The solar array was designed to optimize output while allowing people to operate under the panels, which were elevated at different heights to study the microclimate impact on the crops in regards to sunlight, shade, and irrigation.
Kominek was initially nervous about growing food alongside his new solar panels in the spring of 2021. By the summer, he became a believer. Kominek realized that the shade provided by the panels helped the plants thrive. It also saved crucial irrigation water and cooled the panels, making them more efficient.
Kominek had literally bet the farm to finance the roughly $2 million solar arrays, putting the land up as collateral to get a bank loan. That fall, rows of peppers, tomatoes, squash, pumpkins, lettuces, beets, turnips, carrots, chard, and kale were harvested eight feet below the solar panels.
Today, Jack’s Solar Garden is a beacon for the local community. It donates power to local low-income households, promotes local artists, supports a large pollinator habitat (for the birds and the bees), hosts events and tours to show agrivoltaics to the public, and educates students on how energy and food can go hand-in-hand.

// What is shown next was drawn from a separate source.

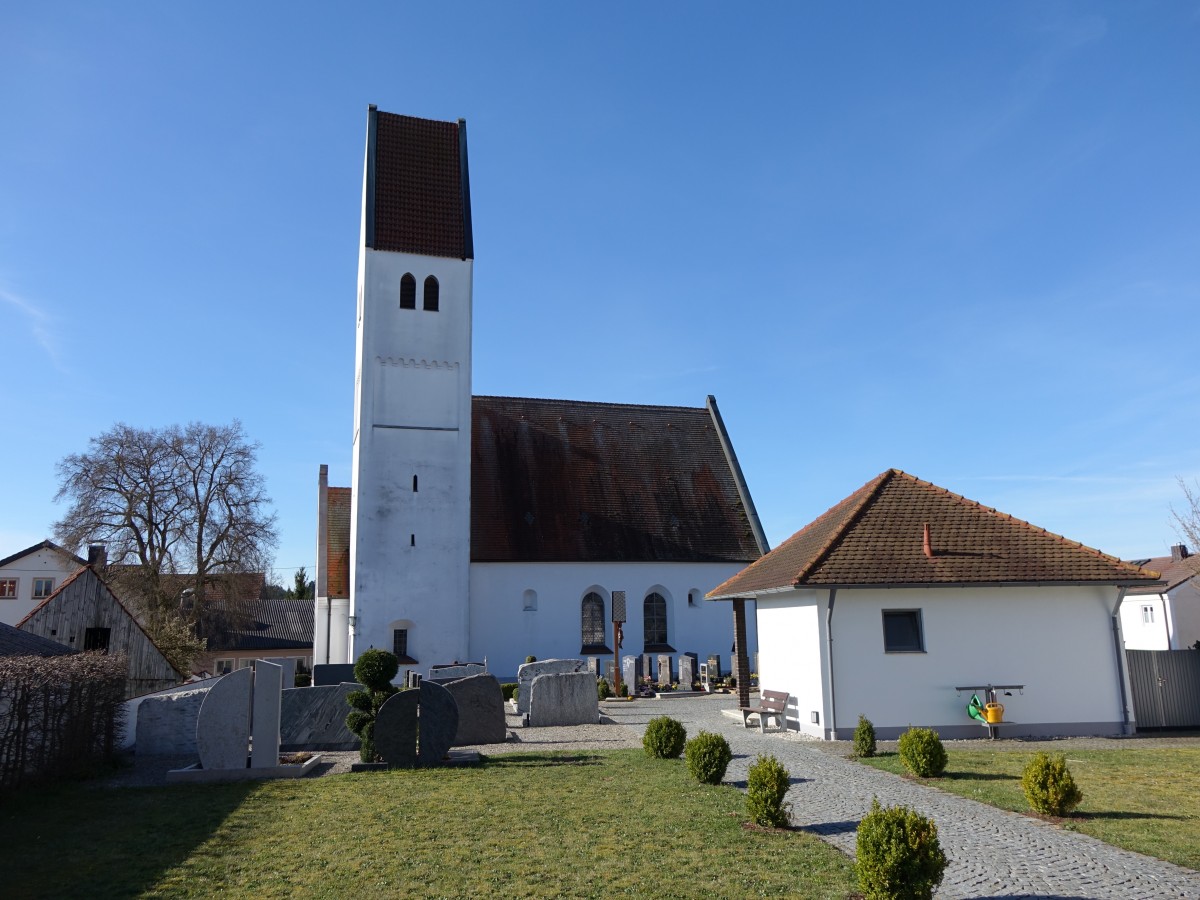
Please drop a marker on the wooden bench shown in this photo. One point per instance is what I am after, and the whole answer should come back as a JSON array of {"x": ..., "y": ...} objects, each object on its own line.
[{"x": 771, "y": 703}]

Agrivoltaics adoption is still fairly limited globally. Total global capacity grew from about five megawatts in 2012 and 3 gigawatts in 2018 to more than 14 gigawatts in 2021, according to Germany’s Fraunhofer Institute for Solar Energy Systems. The world’s largest agrivoltaics system is in China, with solar panels on top of a massive berry farm on the edge of the Gobi Desert than can produce 700 megawatts of power.
Critics say that given the technological and logistical hurdles posed by agrivoltaics systems, it may never enter the mainstream. But with innovations in the pipeline and surging demand for renewable energy around the world, it’s certainly possible that agrivoltaics might evolve from a niche discipline to a popular way to feed and power communities around the world.
The need for these sorts of multifaceted climate solutions could not be more pressing. Seeing as much of the world is getting hotter and drier, agrivoltaics boost climate resilience wonderfully by creating more favorable growing conditions for plants while increasing the efficiency of solar power in hot and dry climates. By directly addressing the food-water-energy nexus with more sustainable land use, agrivoltaics can bolster the availability of humanity’s most indispensable resources. In essence, agrivoltaics is most useful where it’s most needed - in the Global South, where climate change is exacerbating resource shortages.
Ultimately, energy is the lifeblood of civilization. The misguided ways in which we produce and consume it explains much of our current predicament. As the world warms and the need for climate solutions grows, we may need to discard conventional wisdom and think out of the box to leverage human ingenuity for our collective benefit.
If we can produce and distribute energy more sustainably, we will go a long way toward alleviating many of our most urgent societal problems. It remains to be seen how broadly and how quickly agrivoltaics will be adopted around the world, but the bottom line is that climate solutions like agrivoltaics - which address a diverse range of concerns and benefit many people rather than a few - will win out in a decarbonized future.